25 Feb carol roth.
chicago, illinois. | wife. business advisor. author. media personality. speaker. leader.
Carol Roth makes people think, makes them laugh, and makes them money. She is a national media personality (currently as an on-air contributor for CNBC and formerly as a radio host for WGN), ‘recovering’ investment banker, entrepreneur, investor, speaker and author of the New York Times bestselling book, “The Entrepreneur Equation.”
As a deal-maker, Carol has helped clients complete more than $2 billion in transactions, including capital raising, mergers and acquisitions, licensing, joint venture and partnership deals, plus create seven-figure brand loyalty programs. Carol also acts as a brand spokesperson, ambassador, and adviser for a number of companies and brands that are seeking to reach a broader audience, with a focus on those looking to reach small business owners and entrepreneurs. She is a noted small business advocate and was named a Top 100 Small Business Influencer for 2011, 2012, 2013 and 2014 and has been a director of a publicly traded technology/media company. Carol is also a huge professional sports fan, especially of NFL football, and has an action figure made in her own likeness.
I follow her on Twitter @CarolJSRoth and Facebook. She is smart, edgy, and constantly shares relevant information. I enjoy learning from her and knew she would add a great deal to the j. jane conversation. After all, she is one of the most successful business advisors in the country and she has her own action figure … how many people can say that? Enjoy today’s highlight!
How did you choose your career path and was it a conscious decision?
I always start with a conscious decision, but of course, there are surprises that pop-up along the way that keeps things interesting. Neither of my parents graduated from college, so I had to largely self-fund my education and was graduating back in 1995 with $40,000 in student loans. I knew that I wanted to pay it off as quickly as possible, while getting the best training and most responsibility. There were two obvious choices: for those people who liked to deep-dive into a subject, they went into management consulting. For those who had A.D.D., they went into investment banking so they could work on a number of different transactions simultaneously. That’s how I ended up in investment banking.
I chose a firm (Montgomery Securities) which was a meritocracy and I thrived- I was a Vice President and officer of the firm by the age of 25, which is unheard of on “Wall Street”. But, I never wanted to be the world’s best investment banker- my initial choice served a purpose. Once I had financial security- and a lot of expertise- I got something else—flexibility. That allowed me to make choices, like media, that more aligned with what I wanted to be doing.
You graduated Magna Cum Laude from the Wharton School of Business at the University of Pennsylvania. What is the best advice you can give to college students on choosing a career?
I have two pieces of advice. First, as alluded to previously, the best thing that money can buy you is flexibility. So, making and saving money as early as possible allows you the freedom to pursue other avenues with much less stress in the future.

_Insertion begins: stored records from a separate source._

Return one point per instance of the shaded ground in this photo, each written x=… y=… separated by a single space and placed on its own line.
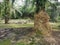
x=17 y=34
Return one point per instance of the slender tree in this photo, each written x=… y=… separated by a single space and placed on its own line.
x=41 y=22
x=7 y=11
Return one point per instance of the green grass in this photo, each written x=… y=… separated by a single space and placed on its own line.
x=15 y=25
x=5 y=42
x=55 y=26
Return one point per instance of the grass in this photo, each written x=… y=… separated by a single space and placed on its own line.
x=5 y=42
x=15 y=25
x=55 y=26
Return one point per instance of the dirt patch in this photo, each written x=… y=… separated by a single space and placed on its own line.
x=28 y=34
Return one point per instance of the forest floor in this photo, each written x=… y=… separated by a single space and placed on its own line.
x=23 y=34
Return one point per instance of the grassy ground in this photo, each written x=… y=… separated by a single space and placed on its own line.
x=55 y=26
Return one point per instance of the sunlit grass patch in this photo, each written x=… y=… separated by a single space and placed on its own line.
x=5 y=42
x=15 y=25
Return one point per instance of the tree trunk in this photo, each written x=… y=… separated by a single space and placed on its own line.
x=41 y=23
x=7 y=11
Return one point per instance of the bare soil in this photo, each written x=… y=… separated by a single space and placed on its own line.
x=21 y=33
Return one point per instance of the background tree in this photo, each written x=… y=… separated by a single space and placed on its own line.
x=41 y=19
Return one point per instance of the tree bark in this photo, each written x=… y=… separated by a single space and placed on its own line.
x=7 y=11
x=41 y=23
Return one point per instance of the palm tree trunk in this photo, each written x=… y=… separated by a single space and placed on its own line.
x=7 y=11
x=41 y=23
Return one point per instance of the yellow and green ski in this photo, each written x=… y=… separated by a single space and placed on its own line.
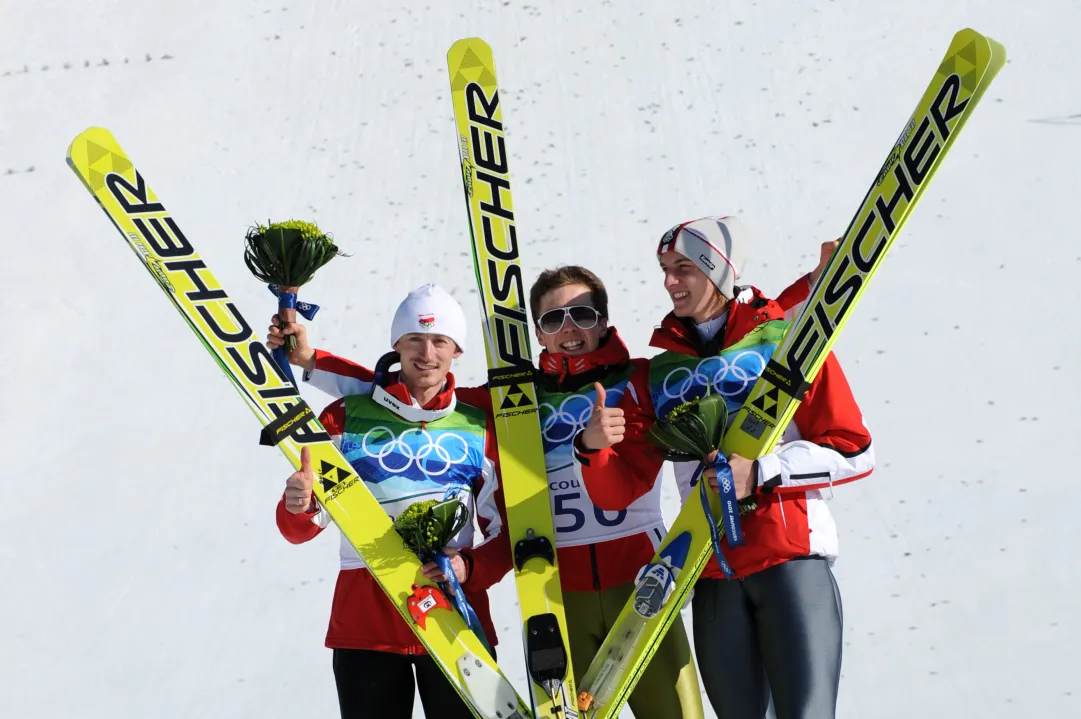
x=961 y=79
x=485 y=174
x=288 y=422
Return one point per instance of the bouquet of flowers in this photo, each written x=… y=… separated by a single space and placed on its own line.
x=427 y=527
x=692 y=431
x=285 y=255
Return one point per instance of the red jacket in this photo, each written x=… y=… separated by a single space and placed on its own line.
x=601 y=564
x=825 y=444
x=361 y=614
x=583 y=567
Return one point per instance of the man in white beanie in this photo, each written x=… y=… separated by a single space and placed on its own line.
x=411 y=436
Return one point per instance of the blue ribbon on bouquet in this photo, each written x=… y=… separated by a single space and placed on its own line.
x=730 y=509
x=307 y=310
x=459 y=599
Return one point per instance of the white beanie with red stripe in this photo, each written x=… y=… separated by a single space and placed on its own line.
x=429 y=309
x=720 y=247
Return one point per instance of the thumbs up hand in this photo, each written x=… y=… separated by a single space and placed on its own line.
x=298 y=487
x=606 y=424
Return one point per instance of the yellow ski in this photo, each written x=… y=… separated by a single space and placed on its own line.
x=484 y=172
x=288 y=422
x=968 y=68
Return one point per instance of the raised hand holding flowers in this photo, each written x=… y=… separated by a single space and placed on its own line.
x=693 y=431
x=285 y=255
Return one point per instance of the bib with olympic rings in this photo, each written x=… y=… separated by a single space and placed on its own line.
x=577 y=520
x=676 y=377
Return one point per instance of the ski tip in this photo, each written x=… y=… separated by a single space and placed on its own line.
x=468 y=53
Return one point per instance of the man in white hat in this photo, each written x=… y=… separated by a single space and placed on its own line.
x=411 y=438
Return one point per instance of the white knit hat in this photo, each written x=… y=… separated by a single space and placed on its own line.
x=720 y=247
x=429 y=309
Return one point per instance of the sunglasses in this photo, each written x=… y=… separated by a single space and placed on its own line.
x=583 y=316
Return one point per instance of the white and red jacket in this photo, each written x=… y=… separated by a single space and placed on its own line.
x=361 y=615
x=825 y=444
x=596 y=549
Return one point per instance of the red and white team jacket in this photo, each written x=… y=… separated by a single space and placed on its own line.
x=361 y=615
x=826 y=444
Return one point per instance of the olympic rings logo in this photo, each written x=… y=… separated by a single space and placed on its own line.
x=560 y=425
x=730 y=376
x=381 y=443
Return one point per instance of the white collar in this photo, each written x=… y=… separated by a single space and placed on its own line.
x=709 y=329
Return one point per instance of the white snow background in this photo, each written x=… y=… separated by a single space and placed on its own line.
x=141 y=570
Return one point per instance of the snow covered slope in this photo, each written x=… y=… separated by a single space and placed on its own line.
x=142 y=571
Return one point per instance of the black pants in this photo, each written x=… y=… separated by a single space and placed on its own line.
x=379 y=686
x=777 y=630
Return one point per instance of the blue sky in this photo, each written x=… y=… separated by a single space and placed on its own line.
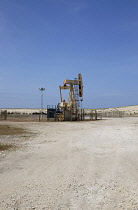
x=43 y=42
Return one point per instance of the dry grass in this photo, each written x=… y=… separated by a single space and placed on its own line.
x=11 y=130
x=8 y=130
x=4 y=147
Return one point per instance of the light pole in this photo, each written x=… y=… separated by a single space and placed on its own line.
x=41 y=89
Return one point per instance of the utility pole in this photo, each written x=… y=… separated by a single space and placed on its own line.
x=41 y=113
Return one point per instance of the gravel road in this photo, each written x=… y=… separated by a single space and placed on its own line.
x=89 y=165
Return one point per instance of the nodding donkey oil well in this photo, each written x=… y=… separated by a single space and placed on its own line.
x=69 y=110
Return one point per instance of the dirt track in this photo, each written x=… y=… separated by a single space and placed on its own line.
x=81 y=166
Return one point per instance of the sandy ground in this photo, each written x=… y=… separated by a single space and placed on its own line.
x=80 y=165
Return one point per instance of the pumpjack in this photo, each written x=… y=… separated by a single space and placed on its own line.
x=69 y=111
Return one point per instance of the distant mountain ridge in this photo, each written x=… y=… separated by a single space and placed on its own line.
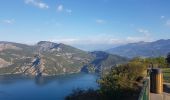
x=48 y=58
x=143 y=49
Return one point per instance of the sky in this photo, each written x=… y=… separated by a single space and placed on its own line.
x=85 y=24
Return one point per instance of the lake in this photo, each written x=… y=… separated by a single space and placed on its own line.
x=19 y=87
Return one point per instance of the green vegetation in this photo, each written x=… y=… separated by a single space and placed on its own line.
x=121 y=83
x=124 y=81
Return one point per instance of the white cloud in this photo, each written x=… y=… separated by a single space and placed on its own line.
x=100 y=21
x=144 y=32
x=37 y=3
x=60 y=8
x=69 y=11
x=8 y=21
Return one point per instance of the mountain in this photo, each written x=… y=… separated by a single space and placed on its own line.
x=103 y=61
x=143 y=49
x=48 y=58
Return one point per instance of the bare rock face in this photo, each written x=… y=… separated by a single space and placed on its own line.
x=36 y=67
x=4 y=46
x=3 y=63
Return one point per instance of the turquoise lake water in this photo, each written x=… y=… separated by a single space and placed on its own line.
x=18 y=87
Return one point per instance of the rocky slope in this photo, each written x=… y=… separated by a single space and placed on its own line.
x=48 y=58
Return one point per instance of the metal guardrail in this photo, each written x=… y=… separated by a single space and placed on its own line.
x=145 y=92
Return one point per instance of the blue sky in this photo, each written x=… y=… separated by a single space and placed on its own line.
x=86 y=24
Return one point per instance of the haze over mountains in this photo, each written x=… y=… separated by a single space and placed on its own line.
x=48 y=58
x=143 y=49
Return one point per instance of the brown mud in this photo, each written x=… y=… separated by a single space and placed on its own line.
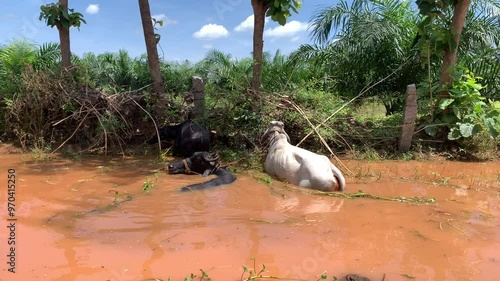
x=66 y=229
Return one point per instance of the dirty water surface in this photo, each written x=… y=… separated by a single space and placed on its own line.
x=68 y=228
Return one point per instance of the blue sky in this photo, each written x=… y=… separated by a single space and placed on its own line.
x=191 y=28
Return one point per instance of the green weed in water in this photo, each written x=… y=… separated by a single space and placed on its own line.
x=147 y=186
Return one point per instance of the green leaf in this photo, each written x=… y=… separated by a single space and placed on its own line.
x=492 y=129
x=431 y=130
x=467 y=130
x=444 y=103
x=65 y=15
x=454 y=134
x=65 y=24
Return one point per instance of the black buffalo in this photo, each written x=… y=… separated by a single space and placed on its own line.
x=189 y=137
x=205 y=164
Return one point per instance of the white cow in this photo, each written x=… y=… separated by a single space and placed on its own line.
x=297 y=165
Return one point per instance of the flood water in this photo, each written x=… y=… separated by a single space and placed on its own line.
x=65 y=229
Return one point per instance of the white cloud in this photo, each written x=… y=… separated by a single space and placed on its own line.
x=247 y=24
x=288 y=30
x=211 y=31
x=166 y=20
x=92 y=9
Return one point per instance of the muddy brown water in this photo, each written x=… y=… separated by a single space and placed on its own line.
x=65 y=232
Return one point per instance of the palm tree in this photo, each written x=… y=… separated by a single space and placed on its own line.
x=362 y=43
x=149 y=37
x=62 y=18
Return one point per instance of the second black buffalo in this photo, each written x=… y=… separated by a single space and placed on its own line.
x=189 y=137
x=203 y=163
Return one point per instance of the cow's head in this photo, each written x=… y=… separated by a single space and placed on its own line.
x=275 y=127
x=204 y=163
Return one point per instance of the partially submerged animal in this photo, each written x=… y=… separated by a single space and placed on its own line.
x=296 y=165
x=205 y=164
x=189 y=137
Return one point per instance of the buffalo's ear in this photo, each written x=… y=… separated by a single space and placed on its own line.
x=207 y=172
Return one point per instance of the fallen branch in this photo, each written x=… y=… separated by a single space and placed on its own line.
x=363 y=91
x=319 y=135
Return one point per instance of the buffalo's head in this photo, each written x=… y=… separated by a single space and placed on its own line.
x=275 y=127
x=204 y=163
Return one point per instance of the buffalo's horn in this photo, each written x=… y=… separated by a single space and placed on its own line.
x=211 y=157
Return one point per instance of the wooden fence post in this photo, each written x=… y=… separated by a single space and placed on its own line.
x=409 y=117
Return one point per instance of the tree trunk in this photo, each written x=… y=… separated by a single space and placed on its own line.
x=259 y=10
x=450 y=56
x=149 y=37
x=64 y=39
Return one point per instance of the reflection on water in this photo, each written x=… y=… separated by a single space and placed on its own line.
x=68 y=229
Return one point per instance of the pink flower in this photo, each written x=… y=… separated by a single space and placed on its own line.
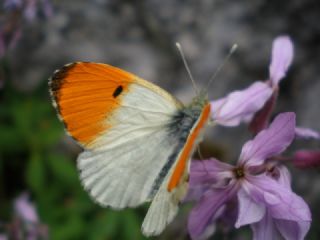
x=256 y=102
x=306 y=159
x=261 y=190
x=25 y=209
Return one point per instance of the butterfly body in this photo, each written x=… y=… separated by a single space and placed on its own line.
x=138 y=139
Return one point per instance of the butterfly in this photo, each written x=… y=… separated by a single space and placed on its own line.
x=137 y=138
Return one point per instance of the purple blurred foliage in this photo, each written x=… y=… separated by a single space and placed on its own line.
x=262 y=191
x=25 y=223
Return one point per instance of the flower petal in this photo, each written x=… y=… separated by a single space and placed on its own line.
x=282 y=55
x=207 y=208
x=306 y=133
x=265 y=229
x=306 y=159
x=281 y=202
x=291 y=230
x=240 y=106
x=208 y=171
x=262 y=118
x=284 y=176
x=269 y=142
x=204 y=174
x=249 y=210
x=25 y=209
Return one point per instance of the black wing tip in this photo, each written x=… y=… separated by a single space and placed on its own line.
x=57 y=79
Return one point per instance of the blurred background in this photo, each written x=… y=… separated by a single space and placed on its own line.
x=38 y=160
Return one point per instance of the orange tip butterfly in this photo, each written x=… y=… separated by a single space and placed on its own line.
x=137 y=138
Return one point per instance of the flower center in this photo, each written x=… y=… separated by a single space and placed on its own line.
x=238 y=172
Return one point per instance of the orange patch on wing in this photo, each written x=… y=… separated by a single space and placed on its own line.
x=85 y=94
x=185 y=155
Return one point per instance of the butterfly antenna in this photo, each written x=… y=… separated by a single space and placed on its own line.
x=214 y=75
x=187 y=67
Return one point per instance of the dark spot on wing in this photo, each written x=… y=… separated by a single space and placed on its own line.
x=118 y=91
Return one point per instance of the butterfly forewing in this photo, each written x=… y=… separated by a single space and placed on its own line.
x=127 y=128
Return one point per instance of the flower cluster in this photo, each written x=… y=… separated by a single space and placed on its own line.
x=257 y=191
x=26 y=223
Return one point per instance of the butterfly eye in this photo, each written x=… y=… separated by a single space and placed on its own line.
x=118 y=91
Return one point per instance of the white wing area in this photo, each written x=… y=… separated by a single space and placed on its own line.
x=127 y=159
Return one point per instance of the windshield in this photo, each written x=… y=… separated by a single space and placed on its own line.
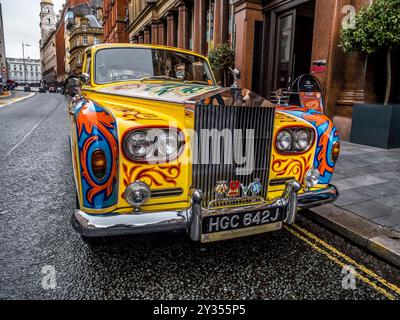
x=123 y=64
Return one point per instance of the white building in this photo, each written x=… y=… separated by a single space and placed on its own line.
x=33 y=70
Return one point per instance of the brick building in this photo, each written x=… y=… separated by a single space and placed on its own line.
x=79 y=26
x=274 y=41
x=114 y=21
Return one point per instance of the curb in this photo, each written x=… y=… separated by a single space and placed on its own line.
x=377 y=239
x=18 y=100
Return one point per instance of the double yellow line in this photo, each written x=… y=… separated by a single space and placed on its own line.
x=389 y=290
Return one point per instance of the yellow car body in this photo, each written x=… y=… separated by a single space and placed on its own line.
x=103 y=114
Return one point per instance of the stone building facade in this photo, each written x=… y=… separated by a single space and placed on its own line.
x=198 y=25
x=85 y=31
x=29 y=69
x=79 y=26
x=114 y=21
x=47 y=41
x=275 y=41
x=3 y=63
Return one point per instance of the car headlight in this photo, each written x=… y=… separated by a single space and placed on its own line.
x=153 y=145
x=284 y=140
x=302 y=139
x=137 y=145
x=167 y=144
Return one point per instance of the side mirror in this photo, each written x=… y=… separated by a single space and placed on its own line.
x=84 y=78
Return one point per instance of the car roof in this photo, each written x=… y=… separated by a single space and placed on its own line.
x=147 y=46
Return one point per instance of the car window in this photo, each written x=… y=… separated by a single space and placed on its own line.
x=122 y=64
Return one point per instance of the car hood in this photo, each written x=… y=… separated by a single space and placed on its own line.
x=170 y=92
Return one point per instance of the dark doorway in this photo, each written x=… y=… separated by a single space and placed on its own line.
x=289 y=41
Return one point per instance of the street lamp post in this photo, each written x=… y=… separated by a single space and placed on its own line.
x=23 y=59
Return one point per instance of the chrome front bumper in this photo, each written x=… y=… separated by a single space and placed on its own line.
x=89 y=225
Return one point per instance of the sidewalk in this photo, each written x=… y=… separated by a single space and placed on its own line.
x=15 y=97
x=368 y=209
x=369 y=183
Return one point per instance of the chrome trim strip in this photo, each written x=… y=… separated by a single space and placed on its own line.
x=189 y=219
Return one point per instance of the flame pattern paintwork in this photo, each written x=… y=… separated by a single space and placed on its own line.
x=96 y=129
x=327 y=135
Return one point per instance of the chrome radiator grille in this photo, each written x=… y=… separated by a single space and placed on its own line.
x=235 y=119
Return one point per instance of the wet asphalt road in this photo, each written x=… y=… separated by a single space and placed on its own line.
x=37 y=197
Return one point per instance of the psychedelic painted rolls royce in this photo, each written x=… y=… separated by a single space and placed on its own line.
x=158 y=146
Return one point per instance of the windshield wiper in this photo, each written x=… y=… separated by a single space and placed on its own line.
x=160 y=78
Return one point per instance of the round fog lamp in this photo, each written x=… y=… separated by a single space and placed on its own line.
x=137 y=194
x=312 y=178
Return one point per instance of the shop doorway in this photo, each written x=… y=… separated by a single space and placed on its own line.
x=289 y=41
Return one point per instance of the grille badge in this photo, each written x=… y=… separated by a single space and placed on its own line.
x=256 y=187
x=221 y=189
x=234 y=189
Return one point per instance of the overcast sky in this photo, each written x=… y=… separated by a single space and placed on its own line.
x=21 y=23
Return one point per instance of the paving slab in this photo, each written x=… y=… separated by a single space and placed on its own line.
x=368 y=209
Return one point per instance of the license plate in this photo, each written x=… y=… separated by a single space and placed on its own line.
x=231 y=224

In my opinion, this has incredible value.
The other piece of advice, which may seem contradictory to my first piece of advice (but really isn’t), is that successful people will find a way to be successful in whatever arena they choose, so be willing to take a job that you think is underneath you if you can get a foot in the door. It’s often easier to work your way up from the inside and you sometimes need to step back to make a giant leap forward.
But, you have to know yourself. For me, because of the burden having so much debt would have been on me early on, it was the right decision to take care of that first, and then be willing to take a step back later.
Did anyone ever try to discourage you from choosing your career? If so, how did you handle the situation?
I can’t think of anyone who tried to discourage me from anything of substance. Or maybe they did, and I didn’t listen. Usually, when someone tells me I can’t do something that in and of itself is a source of motivation.
What is the most difficult thing you have ever done?
For me, the most difficult thing I face each day is getting out of my bed. I am not kidding. Once I can get out of bed, everything else pales in comparison.
What has been your greatest lesson learned?
The biggest lesson that I have ever learned is to think big. There are only 24 hours in each day, and we need to sleep, shower (hopefully), watch TV, etc., so why spend your precious time working on something small? It often takes the same amount of energy—sometimes even less—to pursue something on a small scale as it does something on a larger scale, so I always push myself to think bigger.
The hardest lesson that I have ever learned is to be patient. I remember even early on in my career, a senior partner at the investment bank told me, “It’s a marathon, not a sprint”. I work very quickly and not everyone else can keep pace, which becomes very frustrating at times, so I do my best to exercise as much patience as I can muster. It’s the hardest exercise that I do!
What is your best advice on how to live a graceful life?
I don’t want to live a graceful life. I want to live a clunky but rich real life. Grace takes too much effort and is too stiff. I am very authentic and believe that life is about those highs and lows—all of the emotions and experience which are not graceful in any way, shape or form.